Miss Ellinor pressed her advantage cruelly. “Nor take stock of each new masker to see if he possibly wasn’t the expected Mr. Bransford? Nor drag you into the garden? Nor squeeze your arm?” Her hands went to her face, her lissome body shook. “Oh, Mr. Bransford!” she sobbed between her fingers. “How could you—how could you say that?”
The clock chimed. A pealing voice beat out into the night: “Masks off!” A hundred voices swelled the cry; it was drowned in waves of laughter. It rose again tumultuously: “Masks off! Masks off!” Nearer came hateful voices, too, that cried: “Ellinor! Ellinor! Where are you?”
“I must go!” said Jeff. “They’ll be looking for you. No; you didn’t do any of those things. You couldn’t do any of those things. Good-by!”
“Ellinor! Ellinor Hoffman!! Where are you?”

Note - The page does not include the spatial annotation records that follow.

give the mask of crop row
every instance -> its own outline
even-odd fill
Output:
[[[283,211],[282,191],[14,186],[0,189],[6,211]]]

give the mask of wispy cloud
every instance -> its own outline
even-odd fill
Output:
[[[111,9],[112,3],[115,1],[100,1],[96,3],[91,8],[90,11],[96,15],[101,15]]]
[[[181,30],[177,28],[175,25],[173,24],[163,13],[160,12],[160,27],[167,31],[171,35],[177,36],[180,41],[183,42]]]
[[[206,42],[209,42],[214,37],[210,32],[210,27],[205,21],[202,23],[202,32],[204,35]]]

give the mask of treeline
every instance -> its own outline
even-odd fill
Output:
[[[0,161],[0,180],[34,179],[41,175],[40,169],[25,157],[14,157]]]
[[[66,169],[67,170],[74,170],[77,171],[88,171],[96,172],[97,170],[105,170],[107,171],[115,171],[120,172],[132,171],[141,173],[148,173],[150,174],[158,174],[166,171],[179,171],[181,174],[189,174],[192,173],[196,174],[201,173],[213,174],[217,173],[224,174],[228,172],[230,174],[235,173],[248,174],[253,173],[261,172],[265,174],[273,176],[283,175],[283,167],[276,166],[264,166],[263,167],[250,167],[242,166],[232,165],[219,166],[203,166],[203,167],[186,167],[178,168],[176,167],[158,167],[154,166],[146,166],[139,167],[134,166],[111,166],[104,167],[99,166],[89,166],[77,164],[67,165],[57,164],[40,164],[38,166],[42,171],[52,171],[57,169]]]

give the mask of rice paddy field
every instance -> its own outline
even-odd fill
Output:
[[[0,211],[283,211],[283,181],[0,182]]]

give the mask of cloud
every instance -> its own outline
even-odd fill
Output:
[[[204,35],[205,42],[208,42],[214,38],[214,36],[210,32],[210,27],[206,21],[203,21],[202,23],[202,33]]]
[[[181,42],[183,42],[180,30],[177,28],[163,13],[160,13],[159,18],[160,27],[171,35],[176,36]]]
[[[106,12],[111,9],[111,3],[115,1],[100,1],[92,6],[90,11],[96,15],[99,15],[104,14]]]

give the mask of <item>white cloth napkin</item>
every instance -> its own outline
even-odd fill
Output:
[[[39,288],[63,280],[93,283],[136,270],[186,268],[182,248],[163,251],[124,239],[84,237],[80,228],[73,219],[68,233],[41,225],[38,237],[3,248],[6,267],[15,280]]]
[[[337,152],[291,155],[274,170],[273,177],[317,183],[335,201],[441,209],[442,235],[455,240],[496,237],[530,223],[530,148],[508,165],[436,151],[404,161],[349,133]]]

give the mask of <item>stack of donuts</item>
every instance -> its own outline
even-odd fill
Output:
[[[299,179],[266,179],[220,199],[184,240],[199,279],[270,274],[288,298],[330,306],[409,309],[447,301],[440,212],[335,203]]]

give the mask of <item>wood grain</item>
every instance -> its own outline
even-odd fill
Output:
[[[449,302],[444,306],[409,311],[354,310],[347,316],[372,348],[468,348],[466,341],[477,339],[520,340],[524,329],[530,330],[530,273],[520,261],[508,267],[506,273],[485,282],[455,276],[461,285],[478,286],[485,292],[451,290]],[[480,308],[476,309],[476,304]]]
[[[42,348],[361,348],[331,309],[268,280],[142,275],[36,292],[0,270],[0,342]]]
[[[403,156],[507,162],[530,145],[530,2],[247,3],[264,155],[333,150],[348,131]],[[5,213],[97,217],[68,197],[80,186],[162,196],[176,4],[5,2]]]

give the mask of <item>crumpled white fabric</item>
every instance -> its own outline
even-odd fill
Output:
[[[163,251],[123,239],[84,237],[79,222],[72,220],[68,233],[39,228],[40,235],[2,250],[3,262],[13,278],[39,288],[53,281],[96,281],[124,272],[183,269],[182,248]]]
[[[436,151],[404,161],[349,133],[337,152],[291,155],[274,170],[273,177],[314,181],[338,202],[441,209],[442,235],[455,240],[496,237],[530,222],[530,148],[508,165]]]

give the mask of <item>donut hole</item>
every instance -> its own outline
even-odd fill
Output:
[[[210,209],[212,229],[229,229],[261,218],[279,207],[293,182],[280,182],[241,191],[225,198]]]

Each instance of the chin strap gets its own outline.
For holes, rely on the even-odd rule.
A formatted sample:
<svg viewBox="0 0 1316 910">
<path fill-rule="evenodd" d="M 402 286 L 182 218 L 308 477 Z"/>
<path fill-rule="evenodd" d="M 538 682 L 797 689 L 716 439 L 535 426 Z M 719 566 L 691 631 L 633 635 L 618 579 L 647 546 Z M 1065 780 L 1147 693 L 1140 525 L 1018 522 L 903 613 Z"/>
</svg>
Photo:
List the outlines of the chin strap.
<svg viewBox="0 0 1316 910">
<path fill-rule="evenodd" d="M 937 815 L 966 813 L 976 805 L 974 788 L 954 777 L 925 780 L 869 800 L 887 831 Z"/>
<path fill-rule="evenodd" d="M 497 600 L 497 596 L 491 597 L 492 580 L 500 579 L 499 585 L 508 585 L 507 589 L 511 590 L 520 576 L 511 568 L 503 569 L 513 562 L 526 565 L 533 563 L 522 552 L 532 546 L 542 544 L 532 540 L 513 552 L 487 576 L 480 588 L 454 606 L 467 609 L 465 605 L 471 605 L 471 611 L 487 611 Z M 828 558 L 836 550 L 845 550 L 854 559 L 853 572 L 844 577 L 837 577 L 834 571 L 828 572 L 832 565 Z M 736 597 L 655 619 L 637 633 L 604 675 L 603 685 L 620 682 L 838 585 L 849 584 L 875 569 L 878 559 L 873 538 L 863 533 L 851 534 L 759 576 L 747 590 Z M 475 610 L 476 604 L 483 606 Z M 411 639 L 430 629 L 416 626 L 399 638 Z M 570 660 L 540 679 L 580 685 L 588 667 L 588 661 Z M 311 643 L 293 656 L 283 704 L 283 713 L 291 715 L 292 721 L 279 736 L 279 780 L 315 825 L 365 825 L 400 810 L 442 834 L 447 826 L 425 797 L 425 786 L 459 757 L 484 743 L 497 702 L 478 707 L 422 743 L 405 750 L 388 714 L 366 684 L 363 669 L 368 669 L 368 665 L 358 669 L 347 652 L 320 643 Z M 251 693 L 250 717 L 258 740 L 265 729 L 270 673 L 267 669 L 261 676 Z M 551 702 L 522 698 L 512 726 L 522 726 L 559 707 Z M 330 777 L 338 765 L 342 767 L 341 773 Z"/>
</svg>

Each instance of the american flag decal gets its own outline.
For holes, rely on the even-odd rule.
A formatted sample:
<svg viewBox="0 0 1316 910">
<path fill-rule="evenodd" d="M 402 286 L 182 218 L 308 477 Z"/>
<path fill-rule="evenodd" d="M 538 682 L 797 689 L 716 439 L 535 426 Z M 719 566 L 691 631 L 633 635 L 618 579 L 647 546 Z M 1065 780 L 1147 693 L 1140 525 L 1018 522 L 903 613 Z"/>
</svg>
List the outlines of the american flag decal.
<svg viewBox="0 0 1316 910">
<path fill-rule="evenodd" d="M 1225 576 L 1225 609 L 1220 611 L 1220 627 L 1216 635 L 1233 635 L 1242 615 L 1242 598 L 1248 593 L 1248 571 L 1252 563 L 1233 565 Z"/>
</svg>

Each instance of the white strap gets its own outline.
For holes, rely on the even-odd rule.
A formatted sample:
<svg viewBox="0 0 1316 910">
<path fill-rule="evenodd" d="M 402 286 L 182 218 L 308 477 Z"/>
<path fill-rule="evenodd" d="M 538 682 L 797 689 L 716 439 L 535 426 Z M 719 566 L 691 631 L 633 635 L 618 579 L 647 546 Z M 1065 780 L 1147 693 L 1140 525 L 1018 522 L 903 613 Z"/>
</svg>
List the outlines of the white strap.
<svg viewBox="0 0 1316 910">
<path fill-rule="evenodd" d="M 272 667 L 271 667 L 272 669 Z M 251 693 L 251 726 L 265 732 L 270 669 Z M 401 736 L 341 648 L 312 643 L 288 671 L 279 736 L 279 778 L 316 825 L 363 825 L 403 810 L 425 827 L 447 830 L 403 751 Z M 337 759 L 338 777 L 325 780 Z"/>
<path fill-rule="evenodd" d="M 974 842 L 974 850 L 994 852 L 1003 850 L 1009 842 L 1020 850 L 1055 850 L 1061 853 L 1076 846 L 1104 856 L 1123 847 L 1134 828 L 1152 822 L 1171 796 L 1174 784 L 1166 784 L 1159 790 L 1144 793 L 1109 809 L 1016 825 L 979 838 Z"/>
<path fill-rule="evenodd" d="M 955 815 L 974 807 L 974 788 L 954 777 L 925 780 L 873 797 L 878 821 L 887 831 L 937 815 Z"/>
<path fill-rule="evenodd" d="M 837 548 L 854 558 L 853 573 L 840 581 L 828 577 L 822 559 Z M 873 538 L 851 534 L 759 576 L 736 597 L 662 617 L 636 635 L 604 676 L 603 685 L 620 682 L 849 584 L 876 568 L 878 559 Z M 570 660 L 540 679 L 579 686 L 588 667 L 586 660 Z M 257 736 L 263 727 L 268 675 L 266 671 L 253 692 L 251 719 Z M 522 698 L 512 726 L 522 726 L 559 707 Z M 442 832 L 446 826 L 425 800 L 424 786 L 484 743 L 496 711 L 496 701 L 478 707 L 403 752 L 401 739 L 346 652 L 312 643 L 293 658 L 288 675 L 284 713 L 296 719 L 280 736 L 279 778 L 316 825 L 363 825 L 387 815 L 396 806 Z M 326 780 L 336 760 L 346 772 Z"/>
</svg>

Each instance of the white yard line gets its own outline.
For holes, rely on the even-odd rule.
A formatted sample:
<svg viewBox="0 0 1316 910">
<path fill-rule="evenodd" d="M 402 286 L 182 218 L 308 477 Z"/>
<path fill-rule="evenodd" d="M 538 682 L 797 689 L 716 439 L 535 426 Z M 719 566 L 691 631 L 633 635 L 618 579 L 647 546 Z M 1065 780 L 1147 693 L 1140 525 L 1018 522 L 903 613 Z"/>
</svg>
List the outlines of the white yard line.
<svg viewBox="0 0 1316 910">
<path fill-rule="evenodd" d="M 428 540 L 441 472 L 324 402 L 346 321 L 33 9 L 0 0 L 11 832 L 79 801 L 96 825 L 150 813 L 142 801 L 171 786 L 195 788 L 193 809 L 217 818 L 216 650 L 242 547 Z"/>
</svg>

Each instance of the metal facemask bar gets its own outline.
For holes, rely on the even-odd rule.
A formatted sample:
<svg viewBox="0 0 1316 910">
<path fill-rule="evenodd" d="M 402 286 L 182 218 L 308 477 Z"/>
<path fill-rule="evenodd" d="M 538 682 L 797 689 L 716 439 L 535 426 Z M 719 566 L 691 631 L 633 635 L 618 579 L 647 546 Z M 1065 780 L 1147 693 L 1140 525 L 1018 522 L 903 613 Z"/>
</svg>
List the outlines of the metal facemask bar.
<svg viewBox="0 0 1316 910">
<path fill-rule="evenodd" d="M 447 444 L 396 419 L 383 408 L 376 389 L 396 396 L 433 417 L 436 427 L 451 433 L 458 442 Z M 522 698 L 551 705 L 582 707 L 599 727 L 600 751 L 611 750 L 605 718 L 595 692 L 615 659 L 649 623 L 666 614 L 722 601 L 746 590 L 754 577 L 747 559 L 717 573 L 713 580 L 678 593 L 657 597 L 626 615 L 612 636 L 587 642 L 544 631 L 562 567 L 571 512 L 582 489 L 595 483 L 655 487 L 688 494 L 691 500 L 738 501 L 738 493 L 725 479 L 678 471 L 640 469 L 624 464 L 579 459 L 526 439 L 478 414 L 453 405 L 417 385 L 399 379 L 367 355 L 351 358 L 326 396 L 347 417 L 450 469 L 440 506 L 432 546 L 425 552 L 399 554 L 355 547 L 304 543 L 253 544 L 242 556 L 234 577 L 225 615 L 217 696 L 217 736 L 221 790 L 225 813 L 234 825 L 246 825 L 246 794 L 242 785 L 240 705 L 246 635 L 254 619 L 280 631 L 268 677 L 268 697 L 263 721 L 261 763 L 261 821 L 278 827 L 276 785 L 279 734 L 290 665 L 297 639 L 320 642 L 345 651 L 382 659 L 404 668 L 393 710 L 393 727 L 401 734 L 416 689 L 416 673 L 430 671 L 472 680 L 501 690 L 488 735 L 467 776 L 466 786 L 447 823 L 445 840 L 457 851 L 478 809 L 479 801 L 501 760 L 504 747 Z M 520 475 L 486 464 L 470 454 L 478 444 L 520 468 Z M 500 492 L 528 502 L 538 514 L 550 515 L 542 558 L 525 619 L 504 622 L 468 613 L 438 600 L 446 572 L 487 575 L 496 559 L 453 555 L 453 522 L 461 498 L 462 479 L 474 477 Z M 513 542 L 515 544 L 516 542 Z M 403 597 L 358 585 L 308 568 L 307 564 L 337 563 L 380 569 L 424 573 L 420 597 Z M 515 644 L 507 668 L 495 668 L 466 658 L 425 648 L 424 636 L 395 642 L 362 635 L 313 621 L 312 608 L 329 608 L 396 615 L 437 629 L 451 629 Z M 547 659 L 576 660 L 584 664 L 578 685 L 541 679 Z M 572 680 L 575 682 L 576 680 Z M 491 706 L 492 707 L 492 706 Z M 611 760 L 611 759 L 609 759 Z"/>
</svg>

Miss Hoffman whipped off her mask. From the open window a shaft of light fell on her face. It was flushed, sparkling, radiant. “Masks off!” she said. “Stupid!... Oh, you great goose! Of course I did!” She stepped back into the shadow.
No one, as the copybook says justly, may be always wise. Conversely, the most unwise of us blunders sometimes upon the right thing to do. With a glimmer of returning intelligence Mr. Bransford laid his noseguard on the window-sill.
“Sir!” said Ellinor then. “How dare you?” Then she turned the other cheek. “Good-by!” she whispered, and fled away to the ballroom.
Mr. Bransford, in the shadows, scratched his head dubiously.
“Her Christian name was Ellinor,” he muttered. “Ellinor! H’m—Ellinor! Very appropriate name.... Very!... And I don’t know yet where she lives!”
He wandered disconsolately away to the garden wall, forgetting the discarded noseguard.